The money is in both, and arguably there are greater knock-on effects from automating "labor for those tasks is so cheap to make robots uncompetitive price wise".
A humaniform robot imbued with sentience and what little progress we've made on (emulating?) sapience is sufficient to substantially (not entirely replace) disrupt the human labor demand from the following industries.
* Residential lawn care for Single Family Residences, a $10B annual industry in the US alone. http://bit.ly/2eu4Ulm
* Residential maid service, a $30B annual industry in the US alone. http://bit.ly/2eSQ3oL
* Residential home senior health care, a $180B annual industry in the US alone. http://bit.ly/1ufk95Y
* If residential meal prep and cooking were mostly or possibly entirely automated, then that can convert the personal chef
industry from hundreds of millions into one that poaches a significant portion of the $780B fast casual industry.
http://bit.ly/2dJweO0
That's just four industries, with a combined annual revenue of $1T in the US alone, with tremendous consumer demand. There are lots of other possible industries that can be disrupted with such a "simple" robot, especially in the commercial sectors, and globally. It is not a stretch to say such a robot is a multi-trillion dollar opportunity.
Suppose you offer a $100K humaniform robot with OTA software updates that can perform most household chores, geofence young children into a specific locality, and basically the sense range, kinesthetic sense of a human, object recognition depth of current AI software, but with only the sapience of what we associate with AI today. Amortize the payments over 30 years, and I expect a billion households will beat a path to your door and happily pay that amount.
It would be hard to predict the knock-on economic and other effects of the development of mass-produced personal household robots. Probably similar to trying to predict the demand upon lithium supplies a century from when the Model T was introduced. Perhaps something similarly unexpected like divorce rates dramatically drop due to fewer domestic disputes over household chores because most of those chores disappear.

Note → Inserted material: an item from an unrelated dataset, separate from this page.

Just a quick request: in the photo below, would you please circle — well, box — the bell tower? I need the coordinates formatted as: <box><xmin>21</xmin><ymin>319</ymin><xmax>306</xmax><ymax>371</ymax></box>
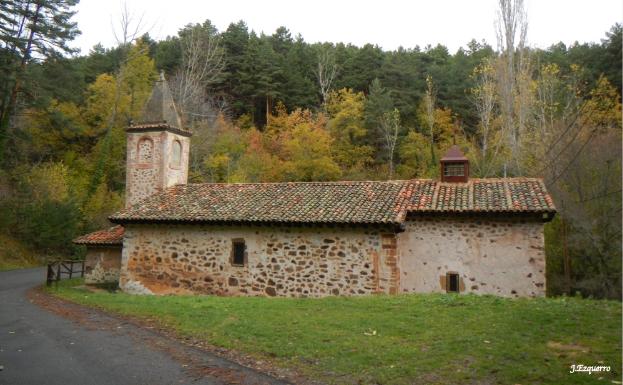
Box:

My thesis is that the people building robots are not dumb, and already realize the financial potential in figuring out sentience, and already are aware at some level that the sentience I speak of is incredibly difficult to build because we understand so little about it, and the AI field focuses upon coming in at the problem from the sapience angle/level for the good reason that sapience is closer to our current form of computer technology than sentience.
I suspect at a layman's comprehension level that sapience is mostly what we are reproducing in research and industry today, and not sentience, because sentience is far more difficult to plumb. Your explanation of the challenges in quantum methods of simulation and the uncertainty on whether it is even necessary seems to bring up this line of questioning to me. This has interesting ramifications. Like we can build OCR and even put out of work lots of formerly middle-class attorneys who made their living in trial discovery phases. But we have yet to create a second Industrial Revolution with general purpose humanoid-form robots that everyone can own that can clean houses, mow lawns, fold clothes, make beds, wash and chop vegetables, pick strawberries, etc., all supposedly "simple" tasks.